Dan aku mengerang saat Mela mencium kemaluanku dan memasukkannya ke dalam mulutnya. Benar-benar sebuah perasaan yang luar biasa. Apakah gadis-gadis yang lain juga serupa? Bergantian. Aku juga menginginkan mereka.
Bulan ketiga minggu kedua.
Saat itu aku bahkan masih bisa terkagum-kagum dengan Kak Ray, guruku dan sahabatku. Bahkan dengan kebengalannya, ia masih bisa menduduki rangking di sepuluh besar danem tertinggi di SMP kami. Walaupun bukan tiga besar, tapi tetap sebuah prestasi yang mengagumkan. Saat itu aku sudah positif memenangkan pemilihan Ketua OSIS. Temanku sudah begitu banyaknya. Mela juga semakin dekat denganku. Gadis-gadis sudah mulai bersuit saat aku lewat. Tak ada yang kurang dalam hidupku. Apalagi setelah papa membelikanku sebuah Honda Tiger hijau metalik. Persis seperti kepunyaan Kak Ray. Kudengar Kak Kemal juga sudah lulus dengan nilai memuaskan. Aku juga harus bisa. Kutekadkan itu. Pandai dalam bergaul dan cerdas akademik.
"Rik, mulai sekarang kamu sendiri. Sanggup?"
"Sanggup, Kak." Kupandangi STTB dan Danem yang terselip di lengannya. Aku ingin memeluknya saat itu juga.
"Aku setelah ini di kompleks. Kalau ada apa-apa, aku di Warung Ibu."
"Ya, Kak."
"Pelajaran selingan, jangan menangis."
Ia tahu. Tapi aku tak perduli. Kak Ray tersenyum dan menyeka air mata di pipiku, "Bodoh. Oh, ya. Pelajaran ketujuh. Tentang berhubungan seksual.."

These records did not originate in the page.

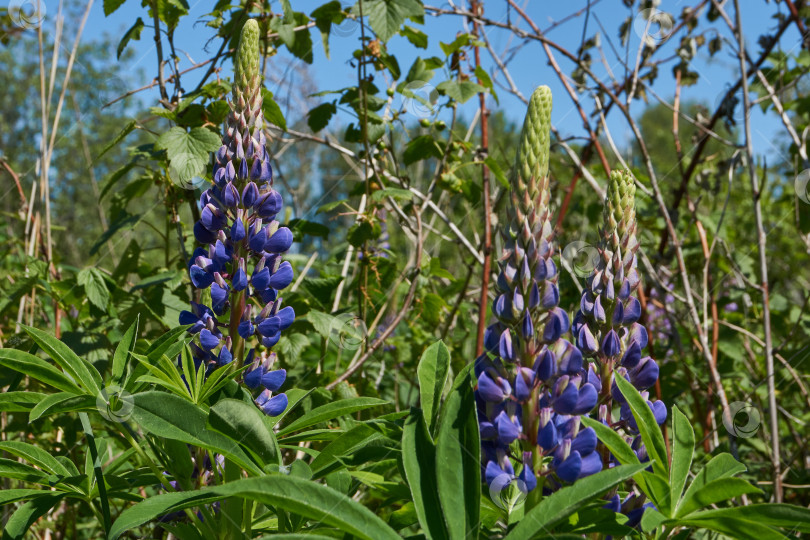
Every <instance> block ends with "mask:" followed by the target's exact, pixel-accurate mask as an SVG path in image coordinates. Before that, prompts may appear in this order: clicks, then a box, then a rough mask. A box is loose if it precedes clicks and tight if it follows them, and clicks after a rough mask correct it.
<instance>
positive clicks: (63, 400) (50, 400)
mask: <svg viewBox="0 0 810 540" xmlns="http://www.w3.org/2000/svg"><path fill="white" fill-rule="evenodd" d="M96 399H97V398H96V397H95V396H88V395H86V394H85V395H76V394H73V393H72V392H57V393H56V394H51V395H49V396H48V397H46V398H45V399H43V400H42V401H40V402H39V403H37V404H36V405H35V406H34V407H33V408H32V409H31V411H30V412H29V413H28V421H29V422H33V421H34V420H37V419H39V418H42V417H43V416H48V415H51V414H57V413H66V412H77V411H94V410H96V407H97V404H96Z"/></svg>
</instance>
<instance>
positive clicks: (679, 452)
mask: <svg viewBox="0 0 810 540" xmlns="http://www.w3.org/2000/svg"><path fill="white" fill-rule="evenodd" d="M694 452H695V431H694V430H693V429H692V424H690V423H689V419H688V418H686V416H685V415H684V414H683V413H682V412H681V411H680V410H679V409H678V407H672V465H671V467H670V471H669V485H670V490H671V491H670V497H671V500H672V505H673V507H674V505H676V504H677V502H678V500H679V499H680V498H681V493H683V488H684V486H685V485H686V478H687V477H688V476H689V469H690V468H691V466H692V455H693V454H694Z"/></svg>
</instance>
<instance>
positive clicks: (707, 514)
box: [688, 503, 810, 533]
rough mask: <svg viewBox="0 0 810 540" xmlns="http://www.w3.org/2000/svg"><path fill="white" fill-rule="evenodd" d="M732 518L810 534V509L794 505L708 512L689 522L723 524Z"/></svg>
mask: <svg viewBox="0 0 810 540" xmlns="http://www.w3.org/2000/svg"><path fill="white" fill-rule="evenodd" d="M731 518H740V519H744V520H746V521H749V522H756V523H759V524H762V525H767V526H771V527H781V528H785V529H789V530H792V531H798V532H803V533H810V508H804V507H801V506H794V505H792V504H775V503H768V504H749V505H748V506H736V507H734V508H721V509H719V510H706V511H704V512H700V513H698V514H692V515H691V516H689V517H688V520H689V521H695V522H697V521H709V520H717V521H719V522H721V523H722V522H723V521H724V520H727V519H731Z"/></svg>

"Aku tahu, Kak. Aku tahu," isakku.
"Oh, baguslah."
"Aku sudah melakukannya. Dengan Mela. Luar biasa."
Aku tersenyum, mengharapkan pujian darinya.
Tapi Kak Ray mengangkat lengan kanannya dan menepukkannya di dahinya sendiri. Wajahnya terlihat pucat dan matanya membelalak.
"K..kenapa, Kak?"
"Pelajaran terakhir.. jangan sampai terjebak dan terikat."
Kudengar Kak Ray mendesah menatapku.
Kurasakan jantungku berdegup kencang.
"Jangan terjebak. Jangan terikat."
Satu-satunya jurus yang tersisa.
Satu-satunya yang terlewatkan.
Masa depan mendadak terbentang terlalu jelas di depan mataku.